Hal itu dipraktikkan oleh guru dalam kursus aritmatika sekolah dasar yang disebut ACE-ArithmEcole yang menggantikan kurikulum aritmatika standar. Sehingga representasi mental intuitif akan memberi jalan bagi representasi matematika
Pada akhir tahun sekolah, tim UNIGE mengevaluasi sepuluh kelas anak-anak berusia 6 hingga 7 tahun di Prancis (kelas dua sekolah dasar). Di lima kelas, yang dikenal sebagai kelas kontrol, para guru telah mengajarkan matematika dengan cara konvensional. Di lima kelas lainnya, mereka telah menerapkan intervensi ACE-ArithmEcole yang mendorong siswa untuk memilih abstraksi.
"Untuk membuat para siswa mempraktikkan penyandian ulang semantik, kami memberi mereka alat yang berbeda seperti diagram garis dan diagram kotak," kata Emmanuel Sander, profesor di Departemen Pendidikan FPSE di UNIGE.
Idenya adalah bahwa ketika mereka membaca sebuah masalah, seperti "Lukas memiliki 22 kelereng, ia kehilangan 18. Berapa kelereng yang tersisa?"
Para siswa harus melepaskan diri dari gagasan bahwa pengurangan selalu terdiri dalam pencarian untuk apa yang tersisa setelah mengalami kerugian, dan sebaliknya harus mengatur untuk melihatnya sebagai perhitungan perbedaan, atau jarak yang harus diukur. Ini semua tentang menunjukkan kepada siswa bagaimana menyandikan ulang situasi ini.
Setelah satu tahun mengajar berdasarkan praktik ini, para peneliti UNIGE mengevaluasi intervensi mereka dengan meminta siswa memecahkan masalah yang dibagi menjadi tiga kategori utama, yakni kombinasikan ("Saya punya 7 kelereng biru dan 4 kelereng merah, berapa banyak total yang saya miliki? "), perbandingan (" Saya punya buket dengan 7 mawar dan 11 bunga aster, berapa banyak bunga aster yang saya miliki daripada mawar? ") dan mengubah masalah (" Saya punya 4 euro dan saya mendapat lebih banyak. Sekarang saya punya 11. Berapa banyak yang saya hasilkan? ").
Dalam masing-masing kategori ini, ada beberapa masalah yang mudah diwakili secara mental dan diselesaikan dengan menggunakan strategi informal, yang lainnya sulit untuk disimulasikan secara mental dan untuk itu diperlukan bantuan untuk prinsip-prinsip aritmatika.
Hasil yang tak terbantahkan
Pada akhir tes, para peneliti mengamati hasil yang tidak dapat disangkal. Di antara siswa yang telah belajar untuk memecahkan masalah matematika dengan metode ACE-ArithmEcole, 63,4 persen memberikan jawaban yang benar untuk masalah yang mudah disimulasikan secara mental, dan 50,5 persen menemukan jawaban untuk masalah yang lebih kompleks.

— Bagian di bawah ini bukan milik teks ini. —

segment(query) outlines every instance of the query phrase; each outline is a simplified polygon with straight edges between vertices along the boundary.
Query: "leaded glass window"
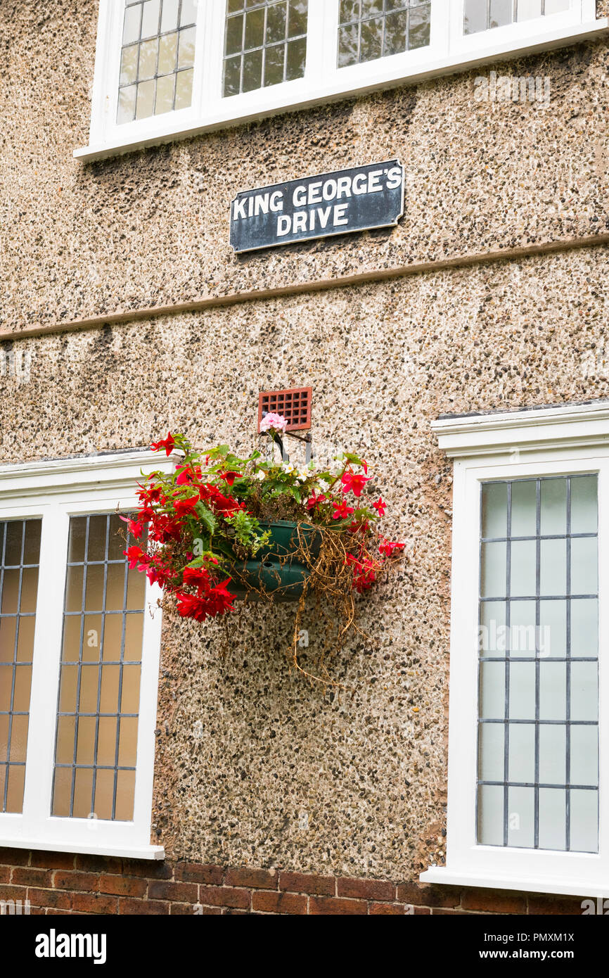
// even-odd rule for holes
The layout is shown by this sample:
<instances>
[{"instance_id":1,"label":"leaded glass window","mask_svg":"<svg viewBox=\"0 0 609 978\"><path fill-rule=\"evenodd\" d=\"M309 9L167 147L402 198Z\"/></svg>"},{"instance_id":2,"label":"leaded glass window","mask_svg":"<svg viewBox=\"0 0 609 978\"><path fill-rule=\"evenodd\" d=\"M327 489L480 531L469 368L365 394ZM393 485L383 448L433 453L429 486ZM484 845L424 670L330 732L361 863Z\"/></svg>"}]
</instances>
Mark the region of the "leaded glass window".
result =
<instances>
[{"instance_id":1,"label":"leaded glass window","mask_svg":"<svg viewBox=\"0 0 609 978\"><path fill-rule=\"evenodd\" d=\"M40 527L0 522L0 812L23 805Z\"/></svg>"},{"instance_id":2,"label":"leaded glass window","mask_svg":"<svg viewBox=\"0 0 609 978\"><path fill-rule=\"evenodd\" d=\"M146 576L129 570L124 527L70 519L55 816L133 818Z\"/></svg>"},{"instance_id":3,"label":"leaded glass window","mask_svg":"<svg viewBox=\"0 0 609 978\"><path fill-rule=\"evenodd\" d=\"M224 95L302 78L308 0L228 0Z\"/></svg>"},{"instance_id":4,"label":"leaded glass window","mask_svg":"<svg viewBox=\"0 0 609 978\"><path fill-rule=\"evenodd\" d=\"M478 842L598 851L597 476L485 483Z\"/></svg>"},{"instance_id":5,"label":"leaded glass window","mask_svg":"<svg viewBox=\"0 0 609 978\"><path fill-rule=\"evenodd\" d=\"M188 109L196 0L125 0L118 123Z\"/></svg>"},{"instance_id":6,"label":"leaded glass window","mask_svg":"<svg viewBox=\"0 0 609 978\"><path fill-rule=\"evenodd\" d=\"M569 0L465 0L463 31L477 34L568 10Z\"/></svg>"}]
</instances>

"Sebaliknya, hanya 42,2 persen siswa dalam kurikulum standar yang berhasil memecahkan masalah sederhana, dan hanya 29,8 persen yang memberikan jawaban yang tepat untuk masalah yang kompleks," kata Katarina Gvozdic.
"Namun level mereka yang diukur pada aspek lain matematika sama persis," tambah Emmanuel Sander.
Perbedaan ini dapat dijelaskan untuk penggunaan prinsip-prinsip matematika daripada simulasi mental oleh siswa yang telah mengambil bagian dalam intervensi ACE-ArithmEcole.
"Berkat alat representasi yang telah ditawarkan kepada mereka dan kegiatan yang mereka jalani di kelas, para siswa belajar untuk melepaskan diri dari simulasi mental informal dan menghindari perangkap yang mereka tuju," komentar Katarina Gvozdic dengan antusias.
Hasilnya menjanjikan dan memberikan dasar untuk mempromosikan abstraksi dan melepaskan diri dari simulasi mental.